Encryption and Authentication

Encryption

IPSec uses symmetric encryption algorithms to encrypt and decrypt data. Figure 1 shows the process of encrypting and decrypting data through the same key (that is, a symmetric key) between two IPSec peers.

Figure 1 Data encryption and decryption process

A symmetric key used for encryption and decryption can be configured manually or generated automatically through IKE negotiation.

Common symmetric encryption algorithms include Data Encryption Standard (DES), Triple Data Encryption Standard (3DES), and Advanced Encryption Standard (AES). DES and 3DES are not recommended because they are insecure and pose security risks.

Authentication

IPSec uses the Keyed-Hash Message Authentication Code (HMAC) function to compare digital signatures to check integrity and authenticity of data packets.

Encryption and authentication are often used together. As shown in Figure 2, the IPSec sender encrypts an IP packet, generates a digital signature through an authentication algorithm and a symmetric key, and then sends both the encrypted IP packet and digital signature to the IPSec receiver. The digital signature is included in the Integrity Check Value (ICV) field of an AH or ESP header.

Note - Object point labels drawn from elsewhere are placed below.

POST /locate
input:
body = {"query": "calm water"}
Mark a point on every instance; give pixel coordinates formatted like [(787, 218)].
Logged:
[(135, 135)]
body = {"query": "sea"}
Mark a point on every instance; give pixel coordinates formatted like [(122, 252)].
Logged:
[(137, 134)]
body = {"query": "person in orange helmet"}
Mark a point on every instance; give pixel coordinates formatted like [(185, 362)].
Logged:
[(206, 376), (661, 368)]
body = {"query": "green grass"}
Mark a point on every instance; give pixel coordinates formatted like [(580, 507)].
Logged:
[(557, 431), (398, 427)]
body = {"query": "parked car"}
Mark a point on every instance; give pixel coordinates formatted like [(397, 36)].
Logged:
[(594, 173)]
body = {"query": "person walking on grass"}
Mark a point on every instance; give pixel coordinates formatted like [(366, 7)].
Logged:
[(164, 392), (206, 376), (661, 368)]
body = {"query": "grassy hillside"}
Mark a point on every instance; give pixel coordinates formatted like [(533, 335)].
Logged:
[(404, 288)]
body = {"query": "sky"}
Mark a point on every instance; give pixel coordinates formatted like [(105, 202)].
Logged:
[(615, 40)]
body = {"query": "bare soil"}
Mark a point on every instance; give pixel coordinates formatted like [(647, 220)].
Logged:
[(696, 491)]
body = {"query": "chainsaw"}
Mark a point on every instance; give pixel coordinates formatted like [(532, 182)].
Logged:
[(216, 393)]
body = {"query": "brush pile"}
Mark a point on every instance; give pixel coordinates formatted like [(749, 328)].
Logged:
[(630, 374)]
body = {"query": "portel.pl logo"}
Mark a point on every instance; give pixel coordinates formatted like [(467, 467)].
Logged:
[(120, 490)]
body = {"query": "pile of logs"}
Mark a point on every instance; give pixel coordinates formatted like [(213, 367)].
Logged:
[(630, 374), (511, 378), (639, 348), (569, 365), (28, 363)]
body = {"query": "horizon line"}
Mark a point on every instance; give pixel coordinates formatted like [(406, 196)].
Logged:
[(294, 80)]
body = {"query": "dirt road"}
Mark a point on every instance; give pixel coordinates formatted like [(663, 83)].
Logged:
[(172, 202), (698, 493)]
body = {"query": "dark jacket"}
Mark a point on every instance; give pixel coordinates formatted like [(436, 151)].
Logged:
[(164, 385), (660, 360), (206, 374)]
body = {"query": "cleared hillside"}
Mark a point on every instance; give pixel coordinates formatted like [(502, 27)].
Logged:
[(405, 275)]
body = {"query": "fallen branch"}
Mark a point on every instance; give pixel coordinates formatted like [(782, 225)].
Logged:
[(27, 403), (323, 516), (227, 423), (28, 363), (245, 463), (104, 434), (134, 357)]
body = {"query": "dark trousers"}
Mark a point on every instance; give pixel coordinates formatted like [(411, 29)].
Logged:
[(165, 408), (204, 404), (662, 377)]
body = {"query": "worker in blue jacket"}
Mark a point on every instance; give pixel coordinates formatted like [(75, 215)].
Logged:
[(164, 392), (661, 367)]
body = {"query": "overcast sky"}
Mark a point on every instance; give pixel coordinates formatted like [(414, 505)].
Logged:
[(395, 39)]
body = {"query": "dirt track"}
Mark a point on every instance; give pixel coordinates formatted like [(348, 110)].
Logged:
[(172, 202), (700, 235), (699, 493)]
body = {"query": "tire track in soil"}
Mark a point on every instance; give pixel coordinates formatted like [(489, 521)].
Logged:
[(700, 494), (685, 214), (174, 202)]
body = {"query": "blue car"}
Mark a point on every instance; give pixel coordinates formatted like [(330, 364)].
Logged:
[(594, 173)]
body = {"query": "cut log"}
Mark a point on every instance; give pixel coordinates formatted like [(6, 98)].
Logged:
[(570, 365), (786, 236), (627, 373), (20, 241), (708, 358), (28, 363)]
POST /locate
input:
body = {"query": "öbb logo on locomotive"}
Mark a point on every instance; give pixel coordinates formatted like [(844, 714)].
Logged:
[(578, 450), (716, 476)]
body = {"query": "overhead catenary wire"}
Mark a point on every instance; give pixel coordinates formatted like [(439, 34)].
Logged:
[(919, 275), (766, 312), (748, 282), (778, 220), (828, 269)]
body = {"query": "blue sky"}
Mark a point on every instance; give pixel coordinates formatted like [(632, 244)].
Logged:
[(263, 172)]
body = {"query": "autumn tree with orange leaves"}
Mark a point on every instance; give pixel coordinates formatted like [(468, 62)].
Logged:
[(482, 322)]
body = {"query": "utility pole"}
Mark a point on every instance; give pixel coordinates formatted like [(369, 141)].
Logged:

For details, see Security Protocols. The IPSec receiver processes the encrypted packet using the same authentication algorithm and symmetric key, and compares the received digital signature with the locally generated one to check integrity and authenticity of data in the received IP packet. The IPSec receiver discards any packets that fail the authentication and decrypts only those that pass the authentication.

Figure 2 Authentication process

Similar to a symmetric key used for encryption, a symmetric key used for authentication can be configured manually or generated automatically through IKE Protocol negotiation.

Common authentication algorithms include Message Digest 5 (MD5), Secure Hash Algorithm 1 (SHA1), and SHA2. MD5 and SHA1 are not recommended because they are insecure and pose security risks.